There are two stages of samadhi: savikalpa and nirvikalpa. Savikalpa samadhi is a state of conditioned oneness. The meditator experiences the merging of his soul with infinite consciousness; however, he cannot preserve the experience outside of meditation. Although savikalpa samadhi is the first break from delusion, in which the meditator realizes that God alone exists, the soul is still bound by ego-consciousness. Some souls who achieve this state may return to delusion if they hold onto the belief that “I” have access to infinite power.
Beyond savikalpa samadhi, nirvikalpa samadhi is the state of unconditioned oneness. The soul rises above all ego bondages and realizes that it is eternally one with God; it becomes a jivan mukta. Nevertheless, in order to achieve full liberation from ego-involvements, it must work through the memories of its ego attachments in the world. While working or speaking, for instance, the soul maintains its divine consciousness without any chance of returning to delusion.
There are different kinds of samadhi depending on the object of meditation; for instance, AUM samadhi is the state experienced when one merges with God through the cosmic sound AUM.
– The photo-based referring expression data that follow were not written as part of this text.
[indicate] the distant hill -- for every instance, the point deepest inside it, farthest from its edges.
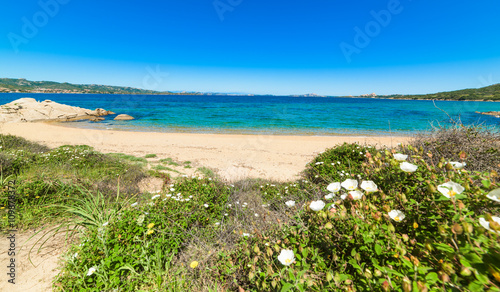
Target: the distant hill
(487, 93)
(491, 92)
(23, 85)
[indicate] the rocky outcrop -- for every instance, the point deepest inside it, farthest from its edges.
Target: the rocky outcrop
(492, 113)
(123, 117)
(30, 110)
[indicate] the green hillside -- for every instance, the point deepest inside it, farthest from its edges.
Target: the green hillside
(491, 92)
(23, 85)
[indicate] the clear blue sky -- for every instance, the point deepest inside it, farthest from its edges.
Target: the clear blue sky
(330, 47)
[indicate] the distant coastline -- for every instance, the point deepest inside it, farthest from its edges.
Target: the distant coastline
(11, 85)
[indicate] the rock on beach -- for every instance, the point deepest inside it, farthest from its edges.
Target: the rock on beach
(30, 110)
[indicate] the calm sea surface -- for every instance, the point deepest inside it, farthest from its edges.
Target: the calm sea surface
(271, 114)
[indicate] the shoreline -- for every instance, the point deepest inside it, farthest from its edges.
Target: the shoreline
(101, 126)
(233, 157)
(323, 96)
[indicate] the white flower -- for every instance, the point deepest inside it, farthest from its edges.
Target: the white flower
(408, 167)
(350, 184)
(397, 215)
(317, 205)
(400, 157)
(494, 195)
(356, 195)
(486, 224)
(333, 187)
(91, 271)
(286, 257)
(450, 189)
(369, 186)
(458, 165)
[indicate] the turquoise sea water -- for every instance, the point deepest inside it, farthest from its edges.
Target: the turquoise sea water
(272, 114)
Samadhi is the state of consciousness in which oneness with the object of concentration or meditation is experienced. In meditation it is the experience of oneness with the individual spirit (purusha) or the Supreme Spirit (Param Purusha). Swami Sivananda, in the Yoga Vedanta Dictionary, says: “Here the mind becomes identified with the object of meditation; the meditator and the meditated, thinker and thought become one in perfect absorption of the mind.” From this we can see that samadhi is exclusively a state of awareness. Physical phenomena simply do not come into it, although certain conditions of the body may result as a side effect–especially in the case of beginners or those whose body and nervous system are not fully purified (refined) or controlled and so become overwhelmed and manifest various abnormal conditions. Because they are so dramatic, the states of breathlessness, absence of heartbeat, immobility or levitation are usually thought of in the West as being samadhi. As just stated, such states may accompany samadhi, but they are neither samadhi nor requisites or proofs of samadhi. “The fact of a person being in real samadhi is determined solely by the condition of his mind and not at all by the inertness of the physical body,” asserts I.K. Taimni.
“It may be noted in this connection that Samadhi, which is the most concentrated state of the empirical consciousness, a state in which ail differences apparently vanish, may be attained in every plane of the consciousness, specially in each of the chakras mentioned by the enlightened yogis. But the results of the Samadhi in the different planes, in the different chakras, are not the same. The samadhi-state of the consciousness may superficially appear to be similar in every case; but the realizations depend upon the nature of the planes and the nature of the objects or ideals upon which the mind is concentrated. Samadhi in every plane and upon every object of meditation does not lead to spiritual illumination. The psycho-vital energy has to be purified and refined and raised to higher and higher planes for higher and higher orders of spiritual experience; perfect illumination is attainable in the highest plane–in the highest chakra.”